The standard normal distribution is a special case of the normal distribution where the mean is 0 and the standard deviation is 1. This distribution is also known as the Z-distribution. A value on the standard normal distribution is known as a standard score, or a Z-score. A standard score represents the number of standard deviations above or below the mean that a specific observation falls. A standard normal distribution is also the result of the z-score standardization process (see Scaling data)(Frost, n.d.). So, if we have to compare the means of the distributions of two elements (the weight of apple and pears), by standardizing we can do it (Figure 6.3).

The comparison between Apples and Pears standardized.

Figure 6.3: The comparison between Apples and Pears standardized.

 

 

 

6.2 Shapiro-Wilk Test

The Shapiro-Wilk Test is a way to tell if a random sample comes from a normal distribution. The test gives us a W value and a p-value. The null hypothesis is that our population is normally distributed. Thus, if we get a significant p-value (<0.1), we will have to reject \(H_0\), and we will consider the distribution as no normal. The test has limitations, most importantly it has a bias by sample size. The larger the sample, the more likely we will get a statistically significant result.

Why is it important to know if a random sample comes from a normal distribution? Because, if this hypothesis does not hold, we are not able to use the characteristics of the t-distribution in order to make some inference and, instead of using a T-Test, we will have to use a Wilcoxon Rank Sum test or Mann-Whitney test.

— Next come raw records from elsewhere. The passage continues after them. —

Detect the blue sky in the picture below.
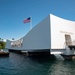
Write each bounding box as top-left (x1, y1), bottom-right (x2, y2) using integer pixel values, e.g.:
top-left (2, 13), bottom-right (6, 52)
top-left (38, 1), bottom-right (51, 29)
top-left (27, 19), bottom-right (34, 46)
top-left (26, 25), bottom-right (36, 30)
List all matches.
top-left (0, 0), bottom-right (75, 39)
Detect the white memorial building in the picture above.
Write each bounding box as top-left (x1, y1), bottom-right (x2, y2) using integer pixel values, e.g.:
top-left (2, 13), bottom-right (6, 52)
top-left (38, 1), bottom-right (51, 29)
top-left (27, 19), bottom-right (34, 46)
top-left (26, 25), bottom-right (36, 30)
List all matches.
top-left (6, 14), bottom-right (75, 51)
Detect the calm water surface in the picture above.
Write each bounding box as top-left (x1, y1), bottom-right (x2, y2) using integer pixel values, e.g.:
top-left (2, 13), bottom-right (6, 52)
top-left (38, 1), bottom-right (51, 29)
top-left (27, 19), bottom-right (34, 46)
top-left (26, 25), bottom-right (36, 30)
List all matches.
top-left (0, 53), bottom-right (75, 75)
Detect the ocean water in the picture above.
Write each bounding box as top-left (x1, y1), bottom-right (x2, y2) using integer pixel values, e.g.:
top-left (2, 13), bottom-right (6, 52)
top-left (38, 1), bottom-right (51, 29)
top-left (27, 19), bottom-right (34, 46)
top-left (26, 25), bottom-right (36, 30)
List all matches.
top-left (0, 53), bottom-right (75, 75)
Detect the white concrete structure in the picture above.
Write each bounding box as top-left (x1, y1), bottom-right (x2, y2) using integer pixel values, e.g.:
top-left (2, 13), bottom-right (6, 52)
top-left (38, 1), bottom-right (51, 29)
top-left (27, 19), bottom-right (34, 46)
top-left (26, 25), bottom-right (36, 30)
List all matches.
top-left (6, 14), bottom-right (75, 51)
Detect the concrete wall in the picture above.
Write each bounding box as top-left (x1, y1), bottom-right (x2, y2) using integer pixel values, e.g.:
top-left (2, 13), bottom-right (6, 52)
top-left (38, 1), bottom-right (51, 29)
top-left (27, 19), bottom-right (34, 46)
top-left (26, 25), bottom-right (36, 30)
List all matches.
top-left (6, 15), bottom-right (51, 51)
top-left (50, 15), bottom-right (75, 49)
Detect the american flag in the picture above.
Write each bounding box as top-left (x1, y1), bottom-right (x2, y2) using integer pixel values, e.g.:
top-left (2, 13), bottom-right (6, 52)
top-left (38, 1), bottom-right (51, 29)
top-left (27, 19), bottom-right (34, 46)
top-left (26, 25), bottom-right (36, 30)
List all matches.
top-left (23, 17), bottom-right (31, 23)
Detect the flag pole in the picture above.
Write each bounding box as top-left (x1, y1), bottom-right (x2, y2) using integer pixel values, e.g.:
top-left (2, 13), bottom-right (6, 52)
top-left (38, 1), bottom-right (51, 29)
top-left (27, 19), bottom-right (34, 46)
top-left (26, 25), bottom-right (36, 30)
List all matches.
top-left (30, 17), bottom-right (32, 30)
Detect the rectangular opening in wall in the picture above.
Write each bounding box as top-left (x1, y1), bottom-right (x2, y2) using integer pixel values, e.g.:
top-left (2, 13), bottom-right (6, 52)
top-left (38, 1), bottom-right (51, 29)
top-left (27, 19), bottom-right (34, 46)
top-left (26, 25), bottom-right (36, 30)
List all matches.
top-left (65, 34), bottom-right (72, 46)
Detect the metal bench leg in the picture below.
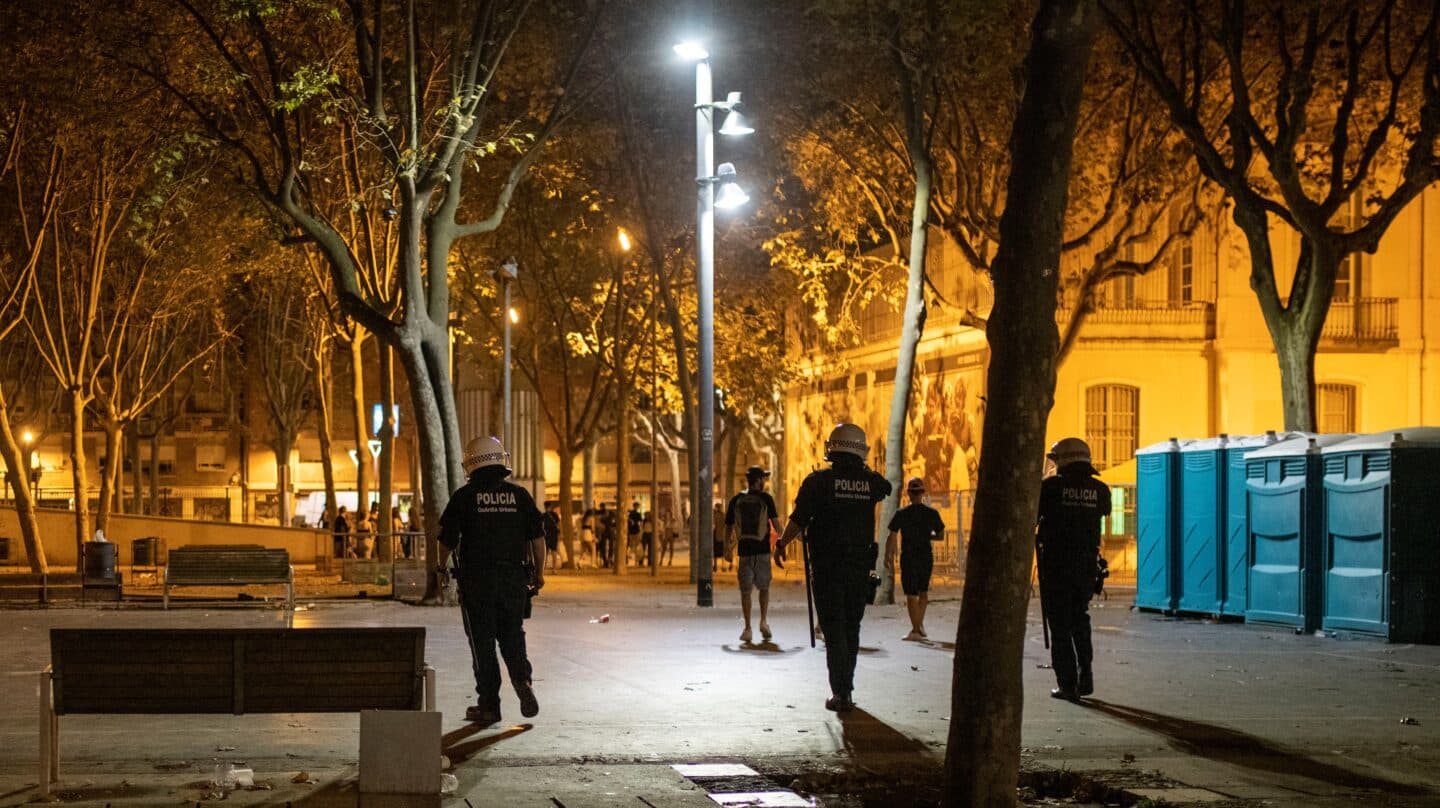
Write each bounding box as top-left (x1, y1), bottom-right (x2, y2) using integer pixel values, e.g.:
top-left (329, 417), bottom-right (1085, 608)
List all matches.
top-left (39, 665), bottom-right (60, 796)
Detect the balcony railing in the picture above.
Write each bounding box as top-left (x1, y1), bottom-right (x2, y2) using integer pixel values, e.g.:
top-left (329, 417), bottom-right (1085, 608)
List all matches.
top-left (1056, 300), bottom-right (1215, 326)
top-left (1320, 297), bottom-right (1400, 341)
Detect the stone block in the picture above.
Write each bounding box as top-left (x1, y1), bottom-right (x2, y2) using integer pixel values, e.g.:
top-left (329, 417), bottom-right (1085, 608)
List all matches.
top-left (360, 710), bottom-right (441, 794)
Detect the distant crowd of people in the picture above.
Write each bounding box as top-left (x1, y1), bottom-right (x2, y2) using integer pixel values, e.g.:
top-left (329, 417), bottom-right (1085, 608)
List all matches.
top-left (543, 501), bottom-right (675, 569)
top-left (320, 503), bottom-right (415, 559)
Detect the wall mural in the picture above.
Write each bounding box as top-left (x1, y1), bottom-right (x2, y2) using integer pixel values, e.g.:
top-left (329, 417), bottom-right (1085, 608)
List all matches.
top-left (785, 356), bottom-right (985, 495)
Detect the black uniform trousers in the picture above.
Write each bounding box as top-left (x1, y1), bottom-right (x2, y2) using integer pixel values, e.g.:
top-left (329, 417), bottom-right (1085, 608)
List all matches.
top-left (1040, 569), bottom-right (1094, 690)
top-left (459, 567), bottom-right (530, 713)
top-left (811, 549), bottom-right (870, 697)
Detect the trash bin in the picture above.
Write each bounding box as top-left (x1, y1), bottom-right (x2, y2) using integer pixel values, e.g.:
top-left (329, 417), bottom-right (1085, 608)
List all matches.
top-left (1135, 438), bottom-right (1179, 612)
top-left (1320, 426), bottom-right (1440, 642)
top-left (1220, 432), bottom-right (1293, 618)
top-left (1246, 435), bottom-right (1354, 632)
top-left (82, 542), bottom-right (115, 580)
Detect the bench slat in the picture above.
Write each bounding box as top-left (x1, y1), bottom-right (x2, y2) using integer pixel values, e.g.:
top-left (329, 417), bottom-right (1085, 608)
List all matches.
top-left (50, 628), bottom-right (425, 714)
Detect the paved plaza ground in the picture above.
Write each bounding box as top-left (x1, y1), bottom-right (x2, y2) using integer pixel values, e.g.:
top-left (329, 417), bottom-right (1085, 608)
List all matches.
top-left (0, 573), bottom-right (1440, 808)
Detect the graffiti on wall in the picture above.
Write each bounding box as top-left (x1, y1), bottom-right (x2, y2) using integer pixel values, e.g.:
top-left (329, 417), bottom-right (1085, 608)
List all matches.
top-left (785, 352), bottom-right (985, 493)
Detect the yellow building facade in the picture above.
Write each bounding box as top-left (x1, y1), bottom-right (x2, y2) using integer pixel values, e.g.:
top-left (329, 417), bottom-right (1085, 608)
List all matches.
top-left (785, 186), bottom-right (1440, 506)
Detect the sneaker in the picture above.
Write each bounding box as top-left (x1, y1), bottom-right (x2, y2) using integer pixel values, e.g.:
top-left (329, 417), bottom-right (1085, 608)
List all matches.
top-left (465, 704), bottom-right (500, 727)
top-left (516, 681), bottom-right (540, 719)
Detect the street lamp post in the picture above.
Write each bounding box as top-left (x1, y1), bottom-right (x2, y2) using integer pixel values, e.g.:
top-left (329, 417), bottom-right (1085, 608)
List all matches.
top-left (495, 258), bottom-right (520, 452)
top-left (675, 42), bottom-right (753, 606)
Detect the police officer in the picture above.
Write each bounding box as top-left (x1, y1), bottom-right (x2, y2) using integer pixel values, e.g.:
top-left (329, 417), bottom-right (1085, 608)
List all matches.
top-left (775, 423), bottom-right (890, 713)
top-left (1035, 438), bottom-right (1110, 701)
top-left (439, 438), bottom-right (544, 726)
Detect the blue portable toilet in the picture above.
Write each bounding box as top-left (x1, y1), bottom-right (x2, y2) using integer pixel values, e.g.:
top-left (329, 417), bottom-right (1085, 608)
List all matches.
top-left (1320, 426), bottom-right (1440, 642)
top-left (1246, 435), bottom-right (1352, 632)
top-left (1175, 435), bottom-right (1230, 615)
top-left (1176, 432), bottom-right (1279, 616)
top-left (1220, 432), bottom-right (1290, 618)
top-left (1135, 438), bottom-right (1179, 612)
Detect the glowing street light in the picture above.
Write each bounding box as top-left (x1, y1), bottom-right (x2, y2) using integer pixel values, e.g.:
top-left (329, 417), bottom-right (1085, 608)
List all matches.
top-left (675, 40), bottom-right (755, 606)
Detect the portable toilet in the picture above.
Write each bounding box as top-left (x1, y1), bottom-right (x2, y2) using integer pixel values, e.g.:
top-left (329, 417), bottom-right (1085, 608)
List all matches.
top-left (1176, 432), bottom-right (1279, 616)
top-left (1220, 432), bottom-right (1287, 618)
top-left (1135, 438), bottom-right (1179, 612)
top-left (1246, 435), bottom-right (1352, 632)
top-left (1175, 435), bottom-right (1230, 615)
top-left (1320, 426), bottom-right (1440, 642)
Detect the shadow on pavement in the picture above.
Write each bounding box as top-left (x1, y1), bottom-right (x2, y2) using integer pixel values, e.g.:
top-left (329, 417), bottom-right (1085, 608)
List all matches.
top-left (838, 707), bottom-right (929, 769)
top-left (1080, 699), bottom-right (1430, 796)
top-left (720, 642), bottom-right (804, 654)
top-left (442, 724), bottom-right (534, 765)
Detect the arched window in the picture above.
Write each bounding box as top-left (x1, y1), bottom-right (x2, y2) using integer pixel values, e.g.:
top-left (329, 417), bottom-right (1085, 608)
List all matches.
top-left (1315, 385), bottom-right (1355, 434)
top-left (1084, 385), bottom-right (1140, 470)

In order to perform a Shapiro-Wilk Test in R, we need to use the following code.

Code
# Shapiro Test of normality
# H0: the variable is normally distributed
# Ha: the variable is not normally distributed
shapiro.test(mtcars$mpg)
hist(mtcars$mpg)

 

   

6.3 One-Sample T-Test

One-Sample T-Test is used to compare the mean of one sample to a theoretical/hypothetical mean (as in our previous example). We can apply the test according to one of the three different type of hypotheses available, depending on our research question:

  • The null hypothesis (\(H_0\)) is that the sample mean is equal to the known mean, and the alternative (\(H_a\)) is that they are not (argument “two.sided”).
  • The null hypothesis (\(H_0\)) is that the sample mean is lower-equal to the known mean, and the alternative (\(H_a\)) is that it is bigger (argument “greater”).
  • The null hypothesis (\(H_0\)) is that the sample mean is bigger-equal to the known mean, and the alternative (\(H_a\)) is that it is smaller (argument “less”).

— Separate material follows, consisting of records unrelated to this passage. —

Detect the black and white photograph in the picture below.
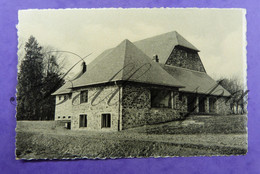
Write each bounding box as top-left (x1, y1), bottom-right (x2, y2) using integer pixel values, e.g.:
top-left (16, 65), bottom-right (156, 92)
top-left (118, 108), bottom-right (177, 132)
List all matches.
top-left (15, 8), bottom-right (248, 160)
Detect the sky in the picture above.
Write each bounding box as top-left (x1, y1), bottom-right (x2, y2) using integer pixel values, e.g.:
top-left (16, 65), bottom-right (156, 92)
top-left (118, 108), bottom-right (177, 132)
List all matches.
top-left (17, 8), bottom-right (246, 83)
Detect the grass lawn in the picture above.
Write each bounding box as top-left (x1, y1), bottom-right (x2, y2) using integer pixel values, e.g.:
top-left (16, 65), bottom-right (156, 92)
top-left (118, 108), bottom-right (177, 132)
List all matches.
top-left (16, 116), bottom-right (247, 159)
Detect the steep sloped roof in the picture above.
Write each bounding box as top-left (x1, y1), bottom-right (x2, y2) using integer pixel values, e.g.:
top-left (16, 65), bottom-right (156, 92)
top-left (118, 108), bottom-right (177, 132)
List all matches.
top-left (53, 40), bottom-right (184, 95)
top-left (160, 64), bottom-right (230, 96)
top-left (134, 31), bottom-right (199, 64)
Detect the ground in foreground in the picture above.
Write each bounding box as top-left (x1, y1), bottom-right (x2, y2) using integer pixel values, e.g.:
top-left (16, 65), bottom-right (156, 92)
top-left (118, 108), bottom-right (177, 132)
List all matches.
top-left (16, 115), bottom-right (247, 159)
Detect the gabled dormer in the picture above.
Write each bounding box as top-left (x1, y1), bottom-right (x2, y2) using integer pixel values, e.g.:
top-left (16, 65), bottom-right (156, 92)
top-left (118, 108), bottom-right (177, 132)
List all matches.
top-left (134, 31), bottom-right (206, 72)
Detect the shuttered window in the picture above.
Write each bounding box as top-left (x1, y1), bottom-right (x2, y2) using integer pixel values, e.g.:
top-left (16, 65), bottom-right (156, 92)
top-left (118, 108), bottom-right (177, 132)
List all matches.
top-left (80, 90), bottom-right (88, 103)
top-left (101, 114), bottom-right (111, 128)
top-left (79, 114), bottom-right (88, 127)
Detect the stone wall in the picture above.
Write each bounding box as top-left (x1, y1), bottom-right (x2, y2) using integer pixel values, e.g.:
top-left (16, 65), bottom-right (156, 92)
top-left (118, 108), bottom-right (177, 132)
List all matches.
top-left (166, 46), bottom-right (205, 72)
top-left (122, 85), bottom-right (179, 129)
top-left (71, 85), bottom-right (120, 131)
top-left (55, 94), bottom-right (73, 121)
top-left (55, 85), bottom-right (121, 131)
top-left (216, 97), bottom-right (231, 115)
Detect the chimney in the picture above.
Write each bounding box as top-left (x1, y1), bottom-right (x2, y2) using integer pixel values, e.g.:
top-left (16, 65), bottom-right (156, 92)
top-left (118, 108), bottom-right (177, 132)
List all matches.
top-left (153, 54), bottom-right (159, 63)
top-left (81, 62), bottom-right (87, 74)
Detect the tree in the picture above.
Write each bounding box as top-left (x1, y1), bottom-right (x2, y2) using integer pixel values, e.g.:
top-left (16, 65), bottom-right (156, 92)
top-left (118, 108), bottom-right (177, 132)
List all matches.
top-left (17, 36), bottom-right (43, 120)
top-left (17, 36), bottom-right (64, 120)
top-left (40, 47), bottom-right (64, 120)
top-left (217, 77), bottom-right (248, 114)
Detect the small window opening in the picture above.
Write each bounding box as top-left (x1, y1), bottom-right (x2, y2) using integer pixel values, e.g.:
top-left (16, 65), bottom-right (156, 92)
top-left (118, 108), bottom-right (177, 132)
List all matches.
top-left (79, 114), bottom-right (88, 127)
top-left (101, 114), bottom-right (111, 128)
top-left (80, 90), bottom-right (88, 103)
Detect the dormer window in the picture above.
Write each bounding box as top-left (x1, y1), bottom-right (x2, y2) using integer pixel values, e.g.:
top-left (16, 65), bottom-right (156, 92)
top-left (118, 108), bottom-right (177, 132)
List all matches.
top-left (80, 90), bottom-right (88, 103)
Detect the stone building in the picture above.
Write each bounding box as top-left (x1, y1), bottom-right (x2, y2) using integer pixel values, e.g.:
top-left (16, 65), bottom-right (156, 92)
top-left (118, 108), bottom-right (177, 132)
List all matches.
top-left (53, 31), bottom-right (230, 131)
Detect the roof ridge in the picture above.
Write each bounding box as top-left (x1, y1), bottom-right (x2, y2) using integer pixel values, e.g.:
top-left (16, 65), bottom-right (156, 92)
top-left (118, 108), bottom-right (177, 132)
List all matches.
top-left (160, 63), bottom-right (208, 75)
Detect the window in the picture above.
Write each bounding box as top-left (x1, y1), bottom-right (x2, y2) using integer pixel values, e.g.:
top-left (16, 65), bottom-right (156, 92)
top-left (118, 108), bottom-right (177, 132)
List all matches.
top-left (209, 98), bottom-right (217, 113)
top-left (80, 91), bottom-right (88, 103)
top-left (101, 114), bottom-right (111, 128)
top-left (199, 97), bottom-right (206, 112)
top-left (79, 114), bottom-right (88, 127)
top-left (179, 93), bottom-right (183, 101)
top-left (151, 89), bottom-right (172, 108)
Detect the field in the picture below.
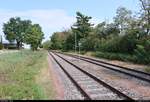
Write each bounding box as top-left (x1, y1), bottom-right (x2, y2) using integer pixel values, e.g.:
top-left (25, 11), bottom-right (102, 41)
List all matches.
top-left (0, 50), bottom-right (55, 100)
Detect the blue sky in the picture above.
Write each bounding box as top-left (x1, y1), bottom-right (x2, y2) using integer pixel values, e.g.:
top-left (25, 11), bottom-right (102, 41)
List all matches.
top-left (0, 0), bottom-right (139, 43)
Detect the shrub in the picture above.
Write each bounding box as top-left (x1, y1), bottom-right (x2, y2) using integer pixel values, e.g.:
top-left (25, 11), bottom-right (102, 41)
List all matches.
top-left (0, 43), bottom-right (3, 50)
top-left (135, 45), bottom-right (150, 64)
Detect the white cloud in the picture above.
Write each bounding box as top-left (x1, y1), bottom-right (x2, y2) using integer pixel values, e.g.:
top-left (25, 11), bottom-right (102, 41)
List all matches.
top-left (0, 9), bottom-right (75, 43)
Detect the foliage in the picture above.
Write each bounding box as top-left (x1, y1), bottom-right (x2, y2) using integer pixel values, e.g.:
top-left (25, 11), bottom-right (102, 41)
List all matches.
top-left (0, 43), bottom-right (3, 50)
top-left (3, 17), bottom-right (31, 49)
top-left (48, 4), bottom-right (150, 64)
top-left (114, 7), bottom-right (132, 33)
top-left (71, 12), bottom-right (93, 43)
top-left (24, 24), bottom-right (44, 50)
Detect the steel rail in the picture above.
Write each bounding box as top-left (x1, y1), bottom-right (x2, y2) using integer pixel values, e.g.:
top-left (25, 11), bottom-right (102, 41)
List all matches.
top-left (53, 52), bottom-right (134, 100)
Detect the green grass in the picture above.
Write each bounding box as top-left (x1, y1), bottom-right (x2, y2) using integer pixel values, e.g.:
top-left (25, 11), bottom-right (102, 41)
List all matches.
top-left (0, 50), bottom-right (54, 100)
top-left (145, 67), bottom-right (150, 73)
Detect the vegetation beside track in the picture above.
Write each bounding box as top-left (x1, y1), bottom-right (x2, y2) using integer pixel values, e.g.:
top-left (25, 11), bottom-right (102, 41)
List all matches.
top-left (0, 50), bottom-right (55, 100)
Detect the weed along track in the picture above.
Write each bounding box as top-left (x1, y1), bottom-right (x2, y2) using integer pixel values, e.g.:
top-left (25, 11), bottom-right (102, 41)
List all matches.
top-left (49, 52), bottom-right (133, 100)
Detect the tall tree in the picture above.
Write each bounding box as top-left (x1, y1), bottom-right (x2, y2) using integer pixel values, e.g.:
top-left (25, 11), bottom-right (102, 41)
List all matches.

In the code below, given an average consumption of 20.1 miles per gallon, we want to test if the cars’ consumption is on average lower than 22 miles per gallon (\(H_a\)). And this is in fact true, because we retrieve a significant p-value (<0.05), thus we reject \(H_0\). By using the package gginfernece (Bratsas, Foudouli, and Koupidis 2020), we can also plot this test.

Code
mean(mtcars$mpg)

# H0: cars consumption is on average 22 mpg or higher
# Ha: cars consumption is on average lower than 22 mpg
t.test(mtcars$mpg, mu = 22, alternative = "less")
#We reject H0. The average car consumption is significantly lower than 22 mpg.

# plot the t-test 
library(gginference)
ggttest(t.test(mtcars$mpg, mu = 22, alternative = "less"))
Single Sample T-Test as plotted by gginference package.

Figure 6.4: Single Sample T-Test as plotted by gginference package.

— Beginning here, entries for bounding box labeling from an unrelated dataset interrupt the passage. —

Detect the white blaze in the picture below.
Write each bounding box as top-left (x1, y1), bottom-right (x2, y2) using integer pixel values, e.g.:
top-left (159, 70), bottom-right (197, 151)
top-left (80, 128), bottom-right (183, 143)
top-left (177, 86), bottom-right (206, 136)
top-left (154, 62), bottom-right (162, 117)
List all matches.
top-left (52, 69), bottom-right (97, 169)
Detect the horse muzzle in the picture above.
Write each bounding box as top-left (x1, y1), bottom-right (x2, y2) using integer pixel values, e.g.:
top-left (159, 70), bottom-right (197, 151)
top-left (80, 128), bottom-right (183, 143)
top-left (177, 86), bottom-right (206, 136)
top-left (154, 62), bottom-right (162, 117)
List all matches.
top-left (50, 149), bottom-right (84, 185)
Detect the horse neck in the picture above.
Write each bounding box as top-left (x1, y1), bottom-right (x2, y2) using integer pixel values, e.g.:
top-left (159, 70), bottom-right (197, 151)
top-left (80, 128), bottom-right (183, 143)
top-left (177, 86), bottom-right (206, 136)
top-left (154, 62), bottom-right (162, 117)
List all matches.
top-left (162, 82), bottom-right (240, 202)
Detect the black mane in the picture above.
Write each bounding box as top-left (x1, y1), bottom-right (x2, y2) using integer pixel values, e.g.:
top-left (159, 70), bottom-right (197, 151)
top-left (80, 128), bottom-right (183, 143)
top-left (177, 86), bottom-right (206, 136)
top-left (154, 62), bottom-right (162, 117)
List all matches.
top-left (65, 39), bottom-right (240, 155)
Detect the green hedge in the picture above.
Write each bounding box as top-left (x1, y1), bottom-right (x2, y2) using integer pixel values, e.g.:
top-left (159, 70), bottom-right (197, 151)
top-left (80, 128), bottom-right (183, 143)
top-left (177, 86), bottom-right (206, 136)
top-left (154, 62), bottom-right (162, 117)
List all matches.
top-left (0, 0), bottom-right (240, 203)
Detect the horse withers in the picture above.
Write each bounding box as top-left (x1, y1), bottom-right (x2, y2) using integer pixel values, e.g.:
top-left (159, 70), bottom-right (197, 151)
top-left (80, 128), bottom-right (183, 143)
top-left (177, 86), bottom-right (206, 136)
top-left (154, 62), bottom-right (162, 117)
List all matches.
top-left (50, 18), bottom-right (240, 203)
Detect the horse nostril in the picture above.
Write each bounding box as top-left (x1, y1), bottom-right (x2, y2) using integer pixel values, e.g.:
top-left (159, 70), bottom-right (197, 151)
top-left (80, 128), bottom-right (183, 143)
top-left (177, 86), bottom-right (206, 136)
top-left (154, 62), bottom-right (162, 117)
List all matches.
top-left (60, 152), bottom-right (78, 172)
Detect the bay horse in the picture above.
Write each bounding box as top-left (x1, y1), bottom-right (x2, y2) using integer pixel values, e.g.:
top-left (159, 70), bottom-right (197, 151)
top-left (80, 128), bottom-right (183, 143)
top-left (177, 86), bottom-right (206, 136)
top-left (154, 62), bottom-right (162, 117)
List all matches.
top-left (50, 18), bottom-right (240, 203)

Single Sample T-Test output example.

Figure 6.5: Single Sample T-Test output example.

The output of the test in R gives us many information. The most important are: the data that we are using (mtcars$mpg), the t statistics (if it is lower than 2, we have a significant p-value), the p-value, the alternative hypothesis (\(H_a\)), the 95% confidence interval (so the boundaries of 95% of the possible averages), and the sample estimate of the mean.

 

   

6.4 Unpaired Two Sample T-Test

One of the most common tests in statistics is the Unpaired Two Sample T-Test, used to determine whether the means of two groups are equal to each other (Ziliak 2008). The assumption for the test is that both groups are sampled from normal distributions with equal variances. The null hypothesis (\(H_0\)) is that the two means are equal, and the alternative (\(H_a\)) is that they are not.

As an example, we can compare the average income between two group of 100 people. First, we explore some descriptive statistics about the two groups in order to have an idea. And we see that the difference between the two groups is only 0.69. Note, that we set the seed because we generate our data randomly from an Normal distribution using the function rnorm().

Code
set.seed(1234)
income_a <- rnorm(100, mean=20, sd=3)
income_b <- rnorm(100, mean=18.8, sd=1)

boxplot(income_a, income_b)
mean(income_a)-mean(income_b)

Before proceeding with the test, we should verify the assumption of normality by doing a Shapiro-Wilk Test as explained before. However, as the data are normally distributed by construction, we will skip this step.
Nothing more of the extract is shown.